Madoff feeder fund charged with fraud in connection with investment scheme

[JURIST] Secretary of the Commonwealth of Massachusetts William Galvin [official website] filed a complaint [materials] Wednesday against Fairfield Greenwich Group [corporate website] alleging fraud for their involvement in the Bernard Madoff [JURIST news archive] investment scheme. According to the complaint, Fairfield Greenwich acted as a feeder fund [Investopedia backgrounder], giving their clients access to Madoff's investments. The complaint alleges that of the approximately $7.2 billion in Fairfield's investment assets - more than half of their total assets - 95 percent was invested with Madoff Investment Securities. The charges represent the first regulatory actions [WSJ report] against a feeder fund related to the Madoff fraud case. The allegations cite a:

profound disparity between the due diligence Fairfield represented to its investors that it would conduct with respect to Bernard L. Madoff Investment Securities LLC...and the due diligence it actually conducted, as well as misrepresentations to investors in its Sentry funds about Fairfield's degree of knowledge and comfort with respect to Madoff's operations...[and a] failure [by] Fairfield to disclose to investors the interconnected relationship between Fairfield and Madoff Investments.
In January, Fairfield Greenwich reacted [press release] to Madoff's arrest by stating an intent to represent their clients' interests by aiding authorities. In December, soon after Madoff's arrest, Fairfield Greenwich vowed to pursue recovery [press release, PDF] of their lost assets.
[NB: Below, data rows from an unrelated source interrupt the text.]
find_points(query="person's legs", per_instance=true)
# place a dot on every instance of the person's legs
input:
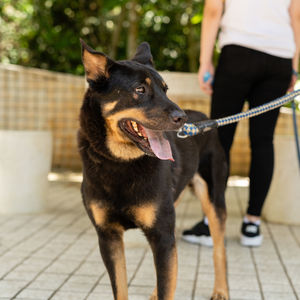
(262, 130)
(277, 76)
(232, 84)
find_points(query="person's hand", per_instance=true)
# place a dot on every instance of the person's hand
(293, 82)
(206, 87)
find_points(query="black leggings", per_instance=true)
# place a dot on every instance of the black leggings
(246, 74)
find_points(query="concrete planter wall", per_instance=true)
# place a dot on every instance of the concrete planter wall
(25, 161)
(283, 201)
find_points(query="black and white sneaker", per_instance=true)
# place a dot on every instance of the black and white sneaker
(250, 234)
(199, 234)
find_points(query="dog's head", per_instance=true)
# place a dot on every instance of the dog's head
(130, 96)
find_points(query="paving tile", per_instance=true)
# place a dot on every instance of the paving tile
(34, 294)
(47, 253)
(62, 295)
(279, 296)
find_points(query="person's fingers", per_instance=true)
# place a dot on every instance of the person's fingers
(292, 84)
(206, 88)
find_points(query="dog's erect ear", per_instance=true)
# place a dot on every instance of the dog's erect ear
(143, 54)
(95, 63)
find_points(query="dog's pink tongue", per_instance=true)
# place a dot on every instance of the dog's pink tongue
(159, 145)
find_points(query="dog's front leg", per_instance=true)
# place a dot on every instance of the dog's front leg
(112, 252)
(162, 242)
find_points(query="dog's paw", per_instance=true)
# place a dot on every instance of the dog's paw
(218, 296)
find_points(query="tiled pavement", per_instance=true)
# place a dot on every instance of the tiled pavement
(55, 255)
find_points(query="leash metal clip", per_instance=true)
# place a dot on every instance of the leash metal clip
(181, 134)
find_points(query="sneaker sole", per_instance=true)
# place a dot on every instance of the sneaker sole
(199, 240)
(252, 242)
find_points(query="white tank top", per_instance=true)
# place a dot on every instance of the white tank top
(263, 25)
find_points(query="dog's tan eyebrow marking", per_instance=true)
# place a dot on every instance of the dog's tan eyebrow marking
(99, 213)
(109, 107)
(145, 215)
(95, 65)
(164, 84)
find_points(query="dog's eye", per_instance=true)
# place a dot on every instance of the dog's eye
(140, 89)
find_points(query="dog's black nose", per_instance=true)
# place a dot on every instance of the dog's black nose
(178, 117)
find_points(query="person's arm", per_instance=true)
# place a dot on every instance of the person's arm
(213, 10)
(295, 20)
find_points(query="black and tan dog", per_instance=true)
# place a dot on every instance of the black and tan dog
(134, 167)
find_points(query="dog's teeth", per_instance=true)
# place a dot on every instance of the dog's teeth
(134, 126)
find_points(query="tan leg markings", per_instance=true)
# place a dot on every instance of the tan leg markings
(120, 269)
(145, 215)
(172, 275)
(99, 213)
(178, 200)
(172, 278)
(217, 233)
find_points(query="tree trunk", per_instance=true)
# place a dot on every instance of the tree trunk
(116, 34)
(133, 28)
(192, 45)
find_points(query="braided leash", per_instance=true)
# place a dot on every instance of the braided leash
(191, 129)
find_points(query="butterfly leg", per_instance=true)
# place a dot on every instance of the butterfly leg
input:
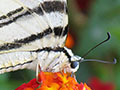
(38, 70)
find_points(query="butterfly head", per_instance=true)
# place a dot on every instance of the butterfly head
(74, 64)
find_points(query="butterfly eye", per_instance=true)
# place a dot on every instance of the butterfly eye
(74, 64)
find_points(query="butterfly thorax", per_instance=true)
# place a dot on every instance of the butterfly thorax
(55, 59)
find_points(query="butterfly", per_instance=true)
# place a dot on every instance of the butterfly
(32, 33)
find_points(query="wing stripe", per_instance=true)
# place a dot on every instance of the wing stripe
(57, 49)
(17, 65)
(52, 6)
(48, 49)
(19, 15)
(19, 43)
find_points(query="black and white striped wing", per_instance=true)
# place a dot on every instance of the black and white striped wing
(27, 25)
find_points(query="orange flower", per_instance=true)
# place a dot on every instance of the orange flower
(54, 81)
(69, 41)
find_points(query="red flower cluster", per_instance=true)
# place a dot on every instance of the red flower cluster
(53, 81)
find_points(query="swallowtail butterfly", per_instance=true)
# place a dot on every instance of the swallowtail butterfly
(33, 32)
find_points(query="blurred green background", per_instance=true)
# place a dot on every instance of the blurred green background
(89, 21)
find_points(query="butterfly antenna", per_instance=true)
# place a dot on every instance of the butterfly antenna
(108, 38)
(101, 61)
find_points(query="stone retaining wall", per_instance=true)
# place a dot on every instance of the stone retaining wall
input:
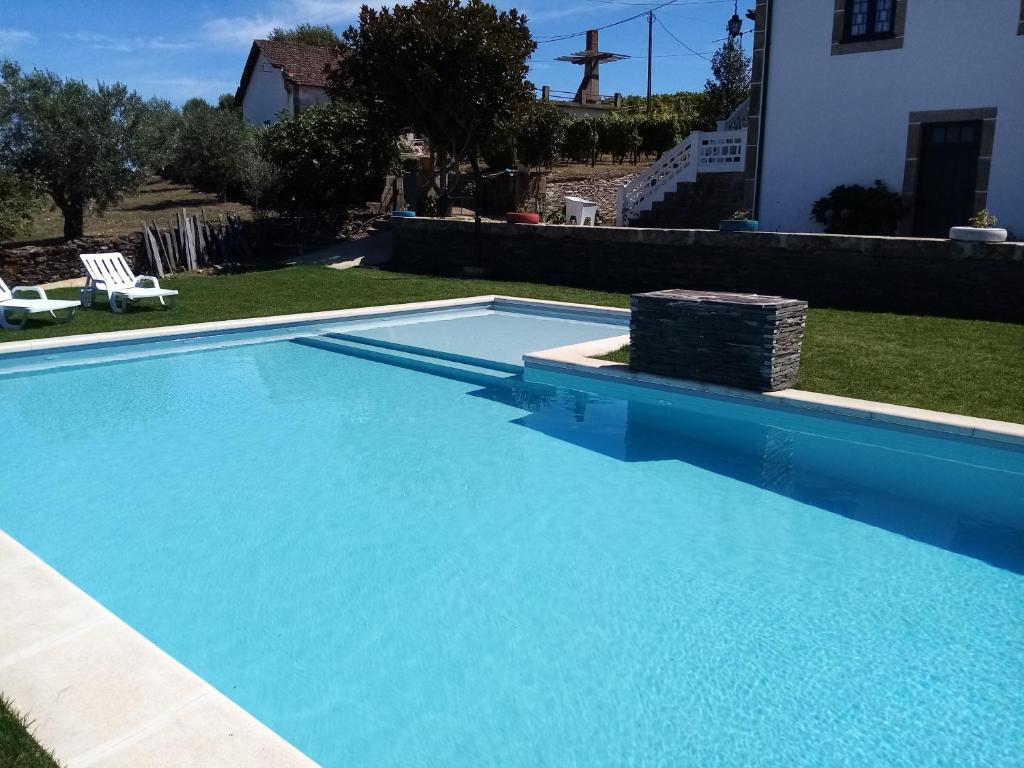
(31, 265)
(897, 274)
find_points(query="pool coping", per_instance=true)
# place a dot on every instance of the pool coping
(582, 359)
(99, 693)
(61, 637)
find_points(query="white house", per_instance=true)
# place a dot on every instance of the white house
(282, 79)
(927, 95)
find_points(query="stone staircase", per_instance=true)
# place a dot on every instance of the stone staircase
(692, 185)
(695, 205)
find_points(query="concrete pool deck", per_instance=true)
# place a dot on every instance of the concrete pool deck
(101, 694)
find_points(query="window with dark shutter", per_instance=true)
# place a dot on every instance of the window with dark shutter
(869, 19)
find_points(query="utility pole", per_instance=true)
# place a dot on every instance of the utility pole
(650, 44)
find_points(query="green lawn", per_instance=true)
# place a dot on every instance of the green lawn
(17, 748)
(964, 367)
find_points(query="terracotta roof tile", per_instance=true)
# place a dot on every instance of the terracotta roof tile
(303, 65)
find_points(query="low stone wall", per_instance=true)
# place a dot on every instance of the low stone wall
(738, 340)
(896, 274)
(31, 265)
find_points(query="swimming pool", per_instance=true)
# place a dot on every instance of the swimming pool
(397, 558)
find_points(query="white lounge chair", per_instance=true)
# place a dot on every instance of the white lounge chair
(14, 311)
(110, 272)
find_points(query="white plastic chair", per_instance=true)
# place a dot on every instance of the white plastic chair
(110, 272)
(14, 312)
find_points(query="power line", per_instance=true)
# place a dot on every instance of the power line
(630, 55)
(626, 2)
(571, 35)
(669, 32)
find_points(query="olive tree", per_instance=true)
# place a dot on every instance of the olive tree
(211, 146)
(325, 156)
(87, 146)
(731, 84)
(19, 200)
(448, 69)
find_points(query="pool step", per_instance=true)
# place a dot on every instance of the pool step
(419, 360)
(439, 354)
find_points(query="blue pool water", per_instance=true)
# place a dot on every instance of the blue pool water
(393, 567)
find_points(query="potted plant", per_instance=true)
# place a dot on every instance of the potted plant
(522, 216)
(983, 229)
(739, 221)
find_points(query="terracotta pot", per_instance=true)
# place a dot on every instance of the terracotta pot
(522, 218)
(978, 233)
(737, 225)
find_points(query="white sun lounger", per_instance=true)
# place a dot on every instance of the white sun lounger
(109, 272)
(15, 311)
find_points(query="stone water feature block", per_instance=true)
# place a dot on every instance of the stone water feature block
(738, 340)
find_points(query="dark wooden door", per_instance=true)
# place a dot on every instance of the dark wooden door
(947, 177)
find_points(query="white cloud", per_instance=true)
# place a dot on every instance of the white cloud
(241, 31)
(10, 39)
(179, 89)
(126, 44)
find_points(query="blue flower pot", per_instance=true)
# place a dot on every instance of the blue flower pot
(737, 225)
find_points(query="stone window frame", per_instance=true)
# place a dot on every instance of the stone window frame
(841, 45)
(914, 137)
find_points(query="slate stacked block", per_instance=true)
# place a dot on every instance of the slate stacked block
(738, 340)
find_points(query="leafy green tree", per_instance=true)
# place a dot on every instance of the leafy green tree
(86, 145)
(161, 133)
(731, 69)
(534, 135)
(450, 70)
(619, 136)
(308, 34)
(542, 135)
(20, 198)
(582, 140)
(211, 146)
(658, 132)
(325, 156)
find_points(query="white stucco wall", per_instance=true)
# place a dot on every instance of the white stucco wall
(310, 96)
(843, 119)
(266, 94)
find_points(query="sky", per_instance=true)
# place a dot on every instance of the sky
(179, 49)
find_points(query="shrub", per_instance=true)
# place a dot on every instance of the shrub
(852, 209)
(211, 147)
(619, 136)
(582, 140)
(542, 135)
(20, 198)
(325, 157)
(982, 219)
(658, 133)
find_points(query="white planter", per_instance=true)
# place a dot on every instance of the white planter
(581, 212)
(978, 233)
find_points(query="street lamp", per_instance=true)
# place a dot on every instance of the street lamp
(735, 25)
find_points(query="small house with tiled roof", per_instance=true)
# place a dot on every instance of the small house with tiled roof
(282, 79)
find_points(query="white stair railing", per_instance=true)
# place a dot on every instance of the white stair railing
(712, 152)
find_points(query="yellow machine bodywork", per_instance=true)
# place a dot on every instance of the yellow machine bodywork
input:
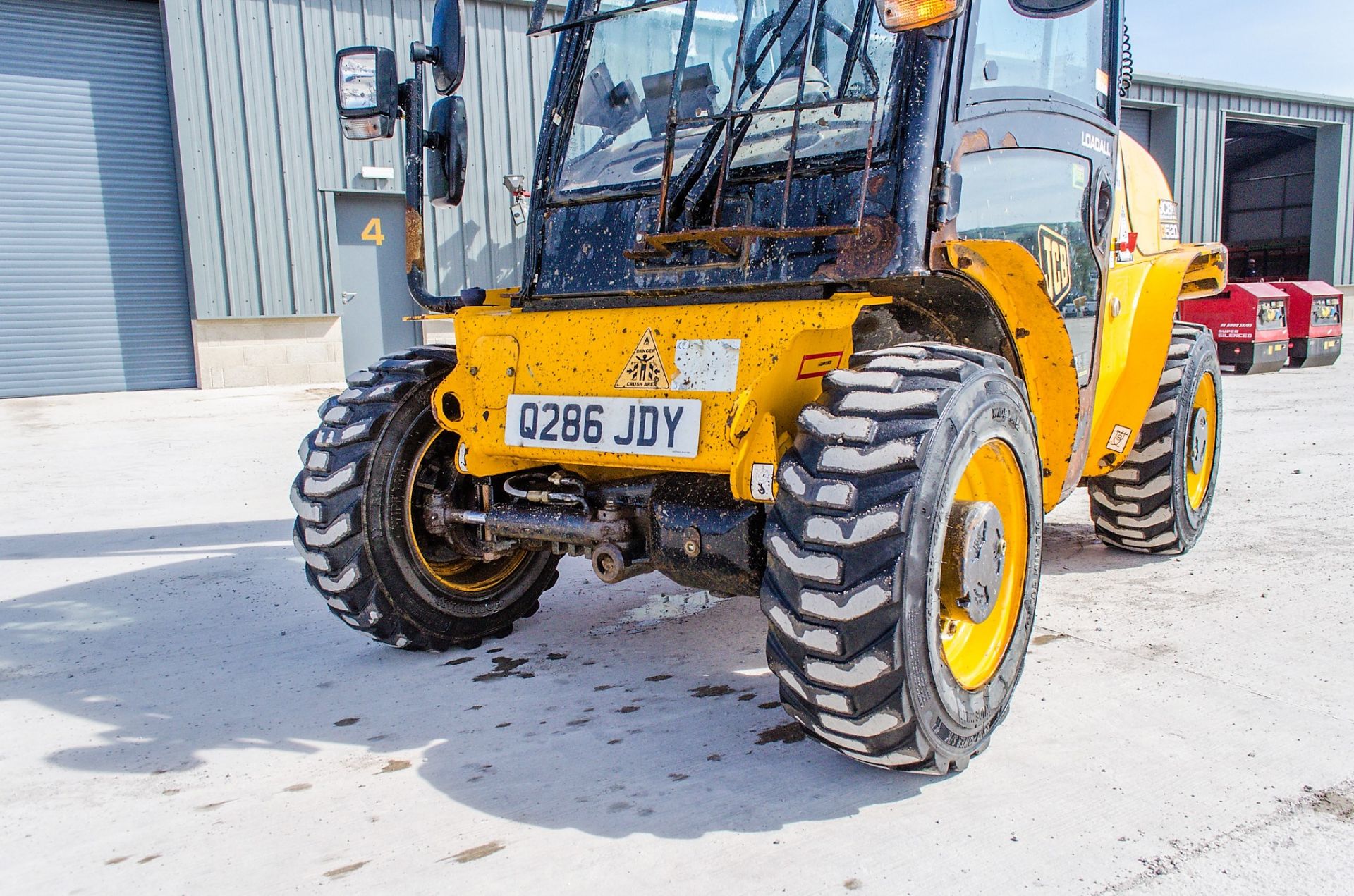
(787, 347)
(784, 350)
(1139, 309)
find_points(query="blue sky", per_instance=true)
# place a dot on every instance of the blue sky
(1299, 45)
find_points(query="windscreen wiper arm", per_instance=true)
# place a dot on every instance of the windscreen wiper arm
(695, 172)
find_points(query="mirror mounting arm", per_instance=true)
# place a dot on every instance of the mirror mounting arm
(416, 138)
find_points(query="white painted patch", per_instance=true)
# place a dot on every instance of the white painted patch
(338, 415)
(660, 608)
(812, 637)
(338, 438)
(889, 760)
(338, 531)
(821, 567)
(827, 425)
(706, 366)
(879, 381)
(305, 509)
(325, 486)
(764, 482)
(1149, 490)
(852, 532)
(853, 675)
(890, 403)
(858, 460)
(1162, 412)
(867, 727)
(340, 582)
(794, 478)
(899, 351)
(828, 493)
(914, 366)
(1157, 450)
(841, 608)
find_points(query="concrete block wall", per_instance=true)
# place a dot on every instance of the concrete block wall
(269, 351)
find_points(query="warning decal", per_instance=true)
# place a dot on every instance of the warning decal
(643, 370)
(1118, 439)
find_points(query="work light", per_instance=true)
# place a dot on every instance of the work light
(902, 16)
(369, 98)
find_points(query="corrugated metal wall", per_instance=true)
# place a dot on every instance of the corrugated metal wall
(1199, 167)
(92, 288)
(262, 151)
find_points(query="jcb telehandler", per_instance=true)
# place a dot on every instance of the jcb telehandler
(825, 301)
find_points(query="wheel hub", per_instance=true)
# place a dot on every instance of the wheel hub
(975, 559)
(1199, 441)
Last month, Madoff pleaded guilty [JURIST report] to security fraud charges for his alleged involvement in a multi-billion dollar Ponzi scheme. In February, Madoff consented [JURIST report] to a partial judgment [SEC press release] with the US Securities and Exchange Commission (SEC) [official website] over civil charges brought by the SEC to obtain a preliminary injunction and asset freeze against him. The same day, SEC Division of Enforcement Director Linda Thomsen announced she was stepping down from her post [SEC press release]. In the week following Madoff's charges, SEC Chairman Christopher Cox [official profile] said that he would launch an immediate investigation [press release; JURIST report] into how the fraud allegedly perpetrated by Madoff went undetected for so long.